No les importa la excomunión

Este escándalo de Palermo no es un caso aislado. La excomunión de los mafiosos lanzada por el papa Francisco el pasado 21 de junio en su visita a Calabria tampoco tuvo efectos en los fieles de Oppido Mamertina, pueblo de la provincia de Reggio Calabria. Durante la tradicional procesión de la Virgen de las Gracias, la imagen fue detenida en señal de saludo y deferencia ante la casa de Giuseppe Mazzagatti, un jefe mafioso condenado a cadena perpetua que se encuentra en arresto domiciliario por problemas de salud. El gesto provocó escándalo y un sinfín de protestas, además de la dura condena de la jerarquía católica.

La mafia controla la organización

Este rito es practicado en otros pueblos, con imágenes que rinden honores a mafiosos en sus casas o sentados en primera fila de la iglesia, porque a menudo son los propios mafiosos los que gestionan los comités que organizan las fiestas patronales. Por ejemplo, en Castellamare di Stabia, en la provincia de Nápoles, el alcalde abandonó la procesión en el 2011 porque los jóvenes que portaban la imagen del patrón, San Catello, se detuvieron delante de la casa de un anciano capo de la camorra para rendirle homenaje.

Procesión profesada por la mafia

La fiesta de Santa Ágata, patrona de la ciudad de Catania (Sicilia), se celebra con una multitudinaria procesión, curiosamente la única en el mundo que ha sido procesada por mafia. El fiscal Antonino Fanara explica así las razones: «El principal círculo de devotos era dirigido por la familia Santapaola, el clan mafioso más poderoso de Catania. Ellos organizaban todo: el recorrido, la duración, las paradas, los fuegos artificiales, elegían los costaleros, etc.

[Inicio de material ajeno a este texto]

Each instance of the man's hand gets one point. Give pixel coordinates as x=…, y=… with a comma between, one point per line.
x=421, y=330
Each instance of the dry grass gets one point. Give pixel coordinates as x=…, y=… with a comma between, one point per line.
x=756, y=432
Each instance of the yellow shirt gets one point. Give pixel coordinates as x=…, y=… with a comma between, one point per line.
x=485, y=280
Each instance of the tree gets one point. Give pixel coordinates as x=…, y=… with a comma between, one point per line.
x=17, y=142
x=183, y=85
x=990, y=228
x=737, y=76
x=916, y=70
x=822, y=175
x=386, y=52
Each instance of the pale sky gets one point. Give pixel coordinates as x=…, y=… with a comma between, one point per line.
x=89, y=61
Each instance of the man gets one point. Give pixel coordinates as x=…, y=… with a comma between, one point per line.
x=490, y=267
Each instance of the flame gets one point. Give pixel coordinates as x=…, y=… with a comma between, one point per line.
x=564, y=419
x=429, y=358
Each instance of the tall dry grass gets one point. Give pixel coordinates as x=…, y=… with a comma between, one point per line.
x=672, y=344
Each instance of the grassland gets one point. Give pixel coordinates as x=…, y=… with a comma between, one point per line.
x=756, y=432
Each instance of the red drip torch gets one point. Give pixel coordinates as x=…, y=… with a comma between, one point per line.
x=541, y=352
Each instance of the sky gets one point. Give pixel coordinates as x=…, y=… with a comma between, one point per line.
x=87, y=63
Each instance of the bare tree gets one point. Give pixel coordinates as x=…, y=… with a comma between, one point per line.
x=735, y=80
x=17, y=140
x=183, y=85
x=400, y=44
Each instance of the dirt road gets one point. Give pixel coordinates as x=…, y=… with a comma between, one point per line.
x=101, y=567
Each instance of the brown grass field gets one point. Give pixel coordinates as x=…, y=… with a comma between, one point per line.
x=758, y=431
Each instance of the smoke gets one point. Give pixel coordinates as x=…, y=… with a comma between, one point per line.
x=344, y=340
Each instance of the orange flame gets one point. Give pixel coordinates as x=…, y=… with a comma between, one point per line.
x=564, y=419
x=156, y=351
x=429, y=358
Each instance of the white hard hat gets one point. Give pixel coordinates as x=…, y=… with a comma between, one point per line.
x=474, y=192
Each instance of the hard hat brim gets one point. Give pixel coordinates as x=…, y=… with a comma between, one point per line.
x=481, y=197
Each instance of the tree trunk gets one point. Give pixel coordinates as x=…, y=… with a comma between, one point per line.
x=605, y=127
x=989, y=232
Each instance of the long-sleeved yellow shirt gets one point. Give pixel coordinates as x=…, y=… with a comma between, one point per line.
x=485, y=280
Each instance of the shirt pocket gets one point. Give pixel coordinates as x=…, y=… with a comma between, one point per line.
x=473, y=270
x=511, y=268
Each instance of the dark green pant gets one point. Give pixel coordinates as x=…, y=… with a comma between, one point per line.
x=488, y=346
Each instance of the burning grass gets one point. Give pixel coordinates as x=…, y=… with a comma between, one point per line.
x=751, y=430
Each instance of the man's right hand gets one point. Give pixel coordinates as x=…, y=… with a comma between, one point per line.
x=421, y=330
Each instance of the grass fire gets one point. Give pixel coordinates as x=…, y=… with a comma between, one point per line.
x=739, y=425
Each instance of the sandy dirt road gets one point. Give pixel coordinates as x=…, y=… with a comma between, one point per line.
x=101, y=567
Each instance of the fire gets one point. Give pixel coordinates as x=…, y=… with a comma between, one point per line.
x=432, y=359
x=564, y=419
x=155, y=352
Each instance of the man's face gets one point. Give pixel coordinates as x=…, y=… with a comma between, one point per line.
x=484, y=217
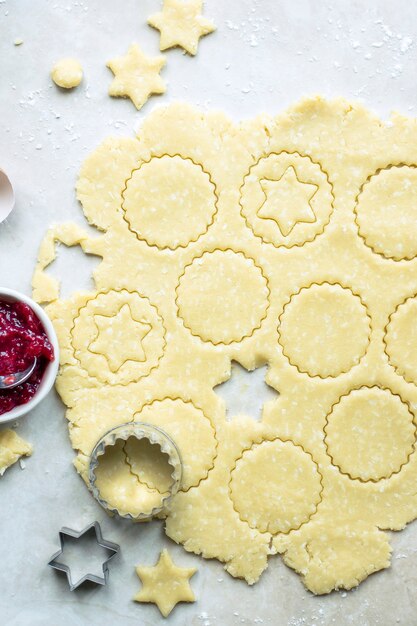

Lo hacían por razones de prestigio, no por dinero».

Desde la cárcel, Benedetto Santapaola, condenado en otro proceso, escribió una carta al párroco antimafia Salvatore Resca tratando de explicar la belleza y la fuerza de su fe, «convencido de que Dios estaba de su parte», subraya el sacerdote. El propio Benedetto Santapaola, exalumno salesiano, se había hecho construir un pequeño altar en su casa escondite cuando era fugitivo de la justicia, y los domingos pretendía que allí se celebrara misa. También Bernardo Provenzano, gran capo de la Cosa Nostra, se ha mostrado siempre obsesionado por la religiosidad: en su refugio los carabineros encontraron 91 imágenes de santos, de ellos 73 de Cristo, una Biblia, un libro de oraciones y un rosario.

La religión los hace más legítimos

En el libro «Agua santísima», el magistrado Nicola Gratteri escribe que los jefes mafiosos aman mostrarse junto a los curas, alcaldes y poderosos del pueblo, porque esa visibilidad cuenta y les sirve, y utilizan la religión para tener una legitimación social.

Isaia Sales, estudioso del fenómeno mafioso del sur de Italia, escribe que las cuatro grandes mafias italianas (la Cosa Nostra siciliana, la Camorra napolitana, la ‘Ndrangheta calabresa y la sacra Corona Unita en la región de Puglia) chantajean y asesinan convencidos de que «Dios está de nuestra parte y seguro que comprende nuestras razones». Contra estas creencias, favorecidas un tiempo por la connivencia de algunos religiosos, Juan Pablo les gritó en Agrigento (1993) con duras palabras para que se arrepintieran, y ahora el Papa Francisco ha dado un paso decisivo con la excomunión de los mafiosos.